On the bias of the Gini estimator: Poisson and geometric cases, a characterization of the gamma family, and unbiasedness under gamma distributions
By: Roberto Vila, Helton Saulo
Potential Business Impact:
Fixes math for fairer income measuring.
In this paper, we derive a general representation for the expectation of the Gini coefficient estimator in terms of the Laplace transform of the underlying distribution, together with the mean and the Gini coefficient of its exponentially tilted version. This representation leads to a new characterization of the gamma family within the class of nonnegative scale families, based on a stability property under exponential tilting.

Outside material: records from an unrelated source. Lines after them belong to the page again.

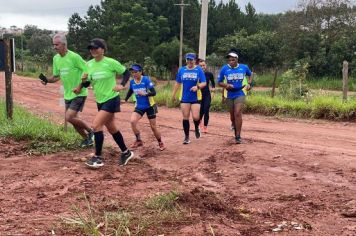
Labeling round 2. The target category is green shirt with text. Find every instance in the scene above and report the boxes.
[53,50,88,100]
[87,57,126,103]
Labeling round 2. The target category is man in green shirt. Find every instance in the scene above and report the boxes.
[41,34,94,147]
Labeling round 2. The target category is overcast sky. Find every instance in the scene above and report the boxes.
[0,0,298,30]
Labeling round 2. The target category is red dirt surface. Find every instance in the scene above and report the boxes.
[0,74,356,236]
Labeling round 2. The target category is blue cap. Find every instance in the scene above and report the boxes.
[185,53,197,60]
[129,64,142,71]
[87,38,106,50]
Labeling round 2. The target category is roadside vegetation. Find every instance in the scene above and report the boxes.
[60,191,187,236]
[0,100,80,155]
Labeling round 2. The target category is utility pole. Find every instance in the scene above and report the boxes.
[199,0,209,60]
[4,39,15,120]
[174,0,190,67]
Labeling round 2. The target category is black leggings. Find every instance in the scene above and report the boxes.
[200,93,211,126]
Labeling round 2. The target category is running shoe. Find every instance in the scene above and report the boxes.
[85,156,104,169]
[195,128,201,138]
[158,142,166,151]
[119,150,134,166]
[235,136,242,144]
[88,130,94,142]
[183,137,190,144]
[131,140,143,148]
[203,126,208,134]
[80,137,94,148]
[199,120,204,129]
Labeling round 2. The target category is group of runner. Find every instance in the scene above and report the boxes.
[40,34,252,168]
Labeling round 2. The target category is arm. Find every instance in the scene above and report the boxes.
[121,69,130,87]
[172,82,180,101]
[38,73,60,85]
[210,73,215,91]
[246,72,253,91]
[146,88,156,97]
[125,89,133,102]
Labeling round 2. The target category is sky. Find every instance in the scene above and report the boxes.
[0,0,298,31]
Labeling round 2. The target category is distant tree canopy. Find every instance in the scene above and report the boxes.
[4,0,356,76]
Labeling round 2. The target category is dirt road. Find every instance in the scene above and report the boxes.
[0,74,356,235]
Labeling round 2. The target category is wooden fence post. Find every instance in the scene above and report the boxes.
[271,68,278,98]
[342,61,349,101]
[4,39,13,120]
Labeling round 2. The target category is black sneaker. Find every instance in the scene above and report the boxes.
[85,156,104,169]
[235,136,242,144]
[195,128,201,138]
[183,137,190,144]
[88,130,94,142]
[119,150,134,166]
[80,137,94,148]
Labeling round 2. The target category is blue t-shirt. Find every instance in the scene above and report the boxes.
[130,76,155,110]
[218,64,252,99]
[176,66,206,103]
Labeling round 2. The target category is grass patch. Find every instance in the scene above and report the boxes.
[0,100,80,154]
[61,191,185,236]
[253,74,356,91]
[245,94,356,121]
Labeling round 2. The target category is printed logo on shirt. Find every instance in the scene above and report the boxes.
[133,88,146,96]
[182,73,198,80]
[92,71,106,80]
[227,73,245,81]
[59,68,69,76]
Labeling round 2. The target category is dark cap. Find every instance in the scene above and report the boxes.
[185,53,197,60]
[129,64,142,71]
[226,49,239,58]
[87,39,106,50]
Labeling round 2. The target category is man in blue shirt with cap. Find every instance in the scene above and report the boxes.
[218,49,252,144]
[172,53,206,144]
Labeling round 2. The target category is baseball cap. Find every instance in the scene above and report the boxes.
[185,53,197,60]
[87,39,106,50]
[129,64,142,71]
[226,50,239,58]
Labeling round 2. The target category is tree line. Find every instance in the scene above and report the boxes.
[3,0,356,77]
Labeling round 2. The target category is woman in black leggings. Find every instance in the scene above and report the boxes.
[198,59,215,133]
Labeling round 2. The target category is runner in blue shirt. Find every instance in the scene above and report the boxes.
[125,64,165,151]
[172,53,206,144]
[218,50,252,144]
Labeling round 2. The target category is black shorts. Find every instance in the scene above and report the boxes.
[134,105,158,119]
[96,95,120,113]
[64,96,87,112]
[180,100,201,104]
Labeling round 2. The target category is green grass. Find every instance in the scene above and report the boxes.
[60,191,184,236]
[0,100,80,154]
[253,74,356,91]
[245,93,356,121]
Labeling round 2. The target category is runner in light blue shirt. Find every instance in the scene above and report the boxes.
[172,53,206,144]
[218,50,252,144]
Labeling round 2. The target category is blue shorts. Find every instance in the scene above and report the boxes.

As direct applications, we show that the Gini estimator is biased for both Poisson and geometric populations and provide an alternative, unified proof of its unbiasedness for gamma populations. By using the derived bias expressions, we propose plug-in bias-corrected estimators and assess their finite-sample performance through a Monte Carlo study, which demonstrates substantial improvements over the original estimator. Compared with existing approaches, our framework highlights the fundamental role of scale invariance and exponential tilting, rather than distribution-specific algebraic calculations, and complements recent results in Baydil et al. (2025) [Unbiased estimation of the gini coefficient. SPL, 222:110376] and Vila and Saulo (2025a,b) [Bias in Gini coefficient estimation for gamma mixture populations. STPA, 66:1-18; and The mth gini index estimator: Unbiasedness for gamma populations. J. Econ. Inequal].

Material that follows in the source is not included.